Je viens de tomber (oui, c'est "vieux", je sais) sur cette excellente vidéo d'Usul.
Et je vais en profiter pour me faire un peu de pub :p
J'avais déjà parlé de ce mot, "projet", ce mot qui remplace petit à petit tous les autres mots qui permettent de penser la société.
J'écrivais alors, en 2014 ( http://www.mypersonnaldata.eu/shaarli/?BuAgTw ), qu'il y a une seule catégorie de personne à qui on ne demande pas d'avoir et de justifier d'un quelconque projet : les riches, les détenteurs de moyens de production. J'avais essayé d'attirer l'attention sur ce qui semblait être de toute évidence le fer de lance d'un changement profond de nos méthodes de penser la société, car on le retrouvait partout, tout le temps, du management d'entreprise à la gestion sociale.
Ce n'est que très récemment, et c'est désormais extrêmement clair avec cette vidéo d'Usul, que j'ai compris à quel point ils avaient poussé le vice et à quel point j'avais au final sous-estimé l'impact que pouvait avoir ce mot. Alors que, déjà, je l'avais identifié comme un vrai poison à combattre.
À force de tout transformer en "projet", à force d'ancrer la notion de projet dans toutes les strates de la pensée de la société (jusqu'au bricolage, un loisir, où on voit partout parler de "projets de bricolage" !), en en faisant l'élément central de notre conception de notre vie, ils peuvent désormais nous manipuler extrêmement facilement.

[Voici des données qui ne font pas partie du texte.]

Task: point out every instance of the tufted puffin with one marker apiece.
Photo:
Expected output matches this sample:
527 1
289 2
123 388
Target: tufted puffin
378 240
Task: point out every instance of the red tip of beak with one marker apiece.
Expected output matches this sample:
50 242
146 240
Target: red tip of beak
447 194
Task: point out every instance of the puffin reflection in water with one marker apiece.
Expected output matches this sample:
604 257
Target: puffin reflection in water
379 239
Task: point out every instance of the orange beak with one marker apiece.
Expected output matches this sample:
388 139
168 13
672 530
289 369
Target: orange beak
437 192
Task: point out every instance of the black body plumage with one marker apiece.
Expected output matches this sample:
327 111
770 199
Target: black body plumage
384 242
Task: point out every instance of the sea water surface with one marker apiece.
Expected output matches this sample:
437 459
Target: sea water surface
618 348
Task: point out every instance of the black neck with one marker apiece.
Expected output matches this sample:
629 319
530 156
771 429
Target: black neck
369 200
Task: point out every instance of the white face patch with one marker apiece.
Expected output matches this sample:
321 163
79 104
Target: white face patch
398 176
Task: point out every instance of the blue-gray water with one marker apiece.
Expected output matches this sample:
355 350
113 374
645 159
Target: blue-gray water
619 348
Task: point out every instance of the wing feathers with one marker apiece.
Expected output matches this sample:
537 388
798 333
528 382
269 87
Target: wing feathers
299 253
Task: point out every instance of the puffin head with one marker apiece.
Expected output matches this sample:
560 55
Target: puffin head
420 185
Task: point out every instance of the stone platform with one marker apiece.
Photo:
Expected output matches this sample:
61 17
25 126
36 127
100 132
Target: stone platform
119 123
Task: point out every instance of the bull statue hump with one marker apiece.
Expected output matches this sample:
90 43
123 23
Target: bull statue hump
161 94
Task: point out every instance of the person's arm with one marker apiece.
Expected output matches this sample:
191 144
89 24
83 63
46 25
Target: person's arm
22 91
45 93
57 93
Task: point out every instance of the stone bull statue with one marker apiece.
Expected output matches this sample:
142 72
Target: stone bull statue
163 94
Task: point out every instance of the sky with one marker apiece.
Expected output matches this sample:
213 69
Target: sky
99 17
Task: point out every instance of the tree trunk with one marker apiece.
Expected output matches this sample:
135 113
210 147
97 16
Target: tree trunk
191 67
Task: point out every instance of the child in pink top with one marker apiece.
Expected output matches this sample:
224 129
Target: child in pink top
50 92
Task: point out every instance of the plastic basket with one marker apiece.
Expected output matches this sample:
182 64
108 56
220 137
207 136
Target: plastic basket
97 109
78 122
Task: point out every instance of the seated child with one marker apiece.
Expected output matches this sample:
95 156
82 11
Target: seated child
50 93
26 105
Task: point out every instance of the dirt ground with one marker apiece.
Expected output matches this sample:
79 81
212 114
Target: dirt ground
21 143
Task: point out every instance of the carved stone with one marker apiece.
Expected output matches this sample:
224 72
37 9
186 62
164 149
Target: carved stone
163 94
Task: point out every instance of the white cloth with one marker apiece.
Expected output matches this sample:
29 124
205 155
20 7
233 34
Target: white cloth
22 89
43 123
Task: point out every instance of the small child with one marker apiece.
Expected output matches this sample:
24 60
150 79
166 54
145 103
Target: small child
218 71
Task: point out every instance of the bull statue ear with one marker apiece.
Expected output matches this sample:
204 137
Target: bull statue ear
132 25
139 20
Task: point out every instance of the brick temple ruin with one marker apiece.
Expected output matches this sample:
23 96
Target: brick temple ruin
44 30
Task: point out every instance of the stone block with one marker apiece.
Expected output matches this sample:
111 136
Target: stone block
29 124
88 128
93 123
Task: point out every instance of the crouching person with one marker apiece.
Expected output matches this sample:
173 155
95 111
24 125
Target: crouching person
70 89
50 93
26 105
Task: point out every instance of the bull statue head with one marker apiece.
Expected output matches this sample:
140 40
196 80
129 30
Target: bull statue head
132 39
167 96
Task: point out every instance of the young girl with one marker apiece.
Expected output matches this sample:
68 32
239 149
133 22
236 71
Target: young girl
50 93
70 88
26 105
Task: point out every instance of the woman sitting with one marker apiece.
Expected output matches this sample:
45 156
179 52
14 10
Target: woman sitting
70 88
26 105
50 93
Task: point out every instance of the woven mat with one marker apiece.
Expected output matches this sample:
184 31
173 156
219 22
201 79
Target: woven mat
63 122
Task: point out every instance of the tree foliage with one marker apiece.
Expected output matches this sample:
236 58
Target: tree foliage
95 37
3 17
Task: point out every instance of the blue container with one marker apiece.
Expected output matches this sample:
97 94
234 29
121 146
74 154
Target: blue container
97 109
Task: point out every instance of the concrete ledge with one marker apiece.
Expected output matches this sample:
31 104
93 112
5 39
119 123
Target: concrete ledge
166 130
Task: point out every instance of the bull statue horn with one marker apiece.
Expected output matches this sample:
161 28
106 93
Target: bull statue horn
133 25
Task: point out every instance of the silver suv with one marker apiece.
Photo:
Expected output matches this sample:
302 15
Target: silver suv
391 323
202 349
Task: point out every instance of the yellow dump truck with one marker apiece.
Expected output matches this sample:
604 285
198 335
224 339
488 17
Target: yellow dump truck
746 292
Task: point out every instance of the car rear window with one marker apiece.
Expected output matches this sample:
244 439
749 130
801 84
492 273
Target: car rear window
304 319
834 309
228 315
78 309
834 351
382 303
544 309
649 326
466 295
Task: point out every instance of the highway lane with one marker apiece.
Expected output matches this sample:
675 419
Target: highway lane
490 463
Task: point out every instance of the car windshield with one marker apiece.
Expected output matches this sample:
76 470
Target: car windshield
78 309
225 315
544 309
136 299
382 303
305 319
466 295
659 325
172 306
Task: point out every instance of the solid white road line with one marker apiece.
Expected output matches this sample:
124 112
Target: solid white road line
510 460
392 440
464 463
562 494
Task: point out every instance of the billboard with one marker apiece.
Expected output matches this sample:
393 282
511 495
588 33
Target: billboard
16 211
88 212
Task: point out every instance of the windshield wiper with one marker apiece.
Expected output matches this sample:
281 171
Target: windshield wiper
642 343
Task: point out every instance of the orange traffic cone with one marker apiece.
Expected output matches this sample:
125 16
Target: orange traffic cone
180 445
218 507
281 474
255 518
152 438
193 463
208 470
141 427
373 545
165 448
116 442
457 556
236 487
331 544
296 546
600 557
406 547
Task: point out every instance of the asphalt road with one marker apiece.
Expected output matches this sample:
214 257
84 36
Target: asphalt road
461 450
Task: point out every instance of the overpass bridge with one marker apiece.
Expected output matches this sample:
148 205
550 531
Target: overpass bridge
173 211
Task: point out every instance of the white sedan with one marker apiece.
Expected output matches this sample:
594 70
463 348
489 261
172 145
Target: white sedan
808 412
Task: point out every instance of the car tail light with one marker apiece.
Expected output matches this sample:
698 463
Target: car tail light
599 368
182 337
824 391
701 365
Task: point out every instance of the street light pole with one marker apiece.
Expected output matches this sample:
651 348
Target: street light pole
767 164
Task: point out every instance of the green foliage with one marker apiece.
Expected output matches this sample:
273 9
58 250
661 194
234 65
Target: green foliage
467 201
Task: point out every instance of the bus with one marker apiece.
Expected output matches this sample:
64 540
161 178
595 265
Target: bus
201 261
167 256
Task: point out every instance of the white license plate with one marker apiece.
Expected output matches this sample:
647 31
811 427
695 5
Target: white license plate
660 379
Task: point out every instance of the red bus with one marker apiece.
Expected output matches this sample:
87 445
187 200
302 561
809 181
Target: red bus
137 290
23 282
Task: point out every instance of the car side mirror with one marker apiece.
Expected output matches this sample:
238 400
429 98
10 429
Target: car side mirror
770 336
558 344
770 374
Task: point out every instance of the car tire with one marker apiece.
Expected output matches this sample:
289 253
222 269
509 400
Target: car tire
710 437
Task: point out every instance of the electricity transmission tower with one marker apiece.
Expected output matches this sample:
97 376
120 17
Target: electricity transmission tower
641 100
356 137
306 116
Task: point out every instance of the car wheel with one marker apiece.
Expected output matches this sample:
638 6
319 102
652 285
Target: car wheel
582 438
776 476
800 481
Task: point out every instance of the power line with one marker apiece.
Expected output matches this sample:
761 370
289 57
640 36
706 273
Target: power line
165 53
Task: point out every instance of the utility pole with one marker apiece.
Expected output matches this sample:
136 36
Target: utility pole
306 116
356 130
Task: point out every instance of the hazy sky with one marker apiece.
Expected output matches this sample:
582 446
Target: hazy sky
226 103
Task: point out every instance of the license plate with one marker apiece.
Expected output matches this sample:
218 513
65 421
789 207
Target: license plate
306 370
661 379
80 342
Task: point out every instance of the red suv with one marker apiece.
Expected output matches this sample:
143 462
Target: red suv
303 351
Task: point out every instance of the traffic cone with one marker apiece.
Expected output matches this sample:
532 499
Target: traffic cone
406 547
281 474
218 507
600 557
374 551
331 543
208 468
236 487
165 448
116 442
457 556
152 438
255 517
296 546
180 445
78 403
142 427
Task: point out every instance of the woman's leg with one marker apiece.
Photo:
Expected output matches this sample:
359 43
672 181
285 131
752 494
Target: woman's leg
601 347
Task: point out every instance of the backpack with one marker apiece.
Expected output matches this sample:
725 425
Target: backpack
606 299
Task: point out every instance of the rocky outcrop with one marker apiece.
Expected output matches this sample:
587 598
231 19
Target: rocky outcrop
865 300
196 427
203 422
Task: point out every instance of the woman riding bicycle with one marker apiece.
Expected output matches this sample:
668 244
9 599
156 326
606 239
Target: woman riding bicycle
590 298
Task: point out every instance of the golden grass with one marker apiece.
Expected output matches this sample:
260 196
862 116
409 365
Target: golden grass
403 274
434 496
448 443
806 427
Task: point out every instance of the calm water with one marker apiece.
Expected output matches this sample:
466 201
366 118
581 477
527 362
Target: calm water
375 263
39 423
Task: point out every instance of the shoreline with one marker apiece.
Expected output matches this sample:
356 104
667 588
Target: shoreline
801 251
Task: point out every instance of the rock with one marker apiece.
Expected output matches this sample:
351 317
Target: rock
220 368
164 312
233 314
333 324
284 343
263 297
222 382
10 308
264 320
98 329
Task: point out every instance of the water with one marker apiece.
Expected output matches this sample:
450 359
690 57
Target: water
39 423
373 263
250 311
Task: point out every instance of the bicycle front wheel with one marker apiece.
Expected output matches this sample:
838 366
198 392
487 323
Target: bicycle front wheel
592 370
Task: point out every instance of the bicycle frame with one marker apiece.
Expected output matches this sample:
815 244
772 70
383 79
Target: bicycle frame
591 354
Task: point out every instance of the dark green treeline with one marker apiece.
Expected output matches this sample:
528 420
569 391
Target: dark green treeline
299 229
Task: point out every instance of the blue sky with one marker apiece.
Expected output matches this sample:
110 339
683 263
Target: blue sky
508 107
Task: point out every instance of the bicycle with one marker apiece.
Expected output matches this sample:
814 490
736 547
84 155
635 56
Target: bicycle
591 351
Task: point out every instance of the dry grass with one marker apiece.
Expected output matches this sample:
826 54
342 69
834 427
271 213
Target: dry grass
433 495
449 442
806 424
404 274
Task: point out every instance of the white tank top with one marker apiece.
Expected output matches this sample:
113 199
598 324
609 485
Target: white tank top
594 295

Un arriviste, jamais élu, soutenu par les grands patrons, complice de lois liberticides et contre les travailleuses et travailleurs, se présente à la magistrature suprême avec rien d'autre que le mot clé, "projet", et tout semble s'ouvrir devant lui, car cela ouvre les portes de nos esprits formatés à accepter les projets sans broncher, ça nous rassure, ça nous conforte, on a l'impression de savoir ce qu'il en est parce que désormais, des projets, on en a 12 par jour, ça nous parle.
Même s'il ne gagne pas, cela démontre toute la nocivité et la puissance de ce simple mot, contre lequel il va falloir se battre. On ne veut pas de projets, qui seraient des éléments cloisonnés, indépendants, avec un début et une fin. On veut des processus, qui s'inscrivent dans la durée, qui sont interdépendants et globalement bénéfiques.
Edit : ce n'est pas pour rien, d'ailleurs, que l'établissement de ce mode de penser précède la nouvelle question et grande idée du patronat, qui semble séduisante à de nombreuses personnes, du retour au paiement à la tâche. Alors ce n'est jamais présenté comme le paiement à la tâche hein, c'est toujours présenté sous forme de "compétitivité", de "productivité", "d'efficacité" ou encore de "qualité". Mais ça reste du paiement à la tâche. Et ce retour en arrière choque moins parce qu'on s'est habitué à penser en "projet" et qu'il semble donc naturel de découper les choses en petits morceaux avec un début, une fin, un budget, et voilà.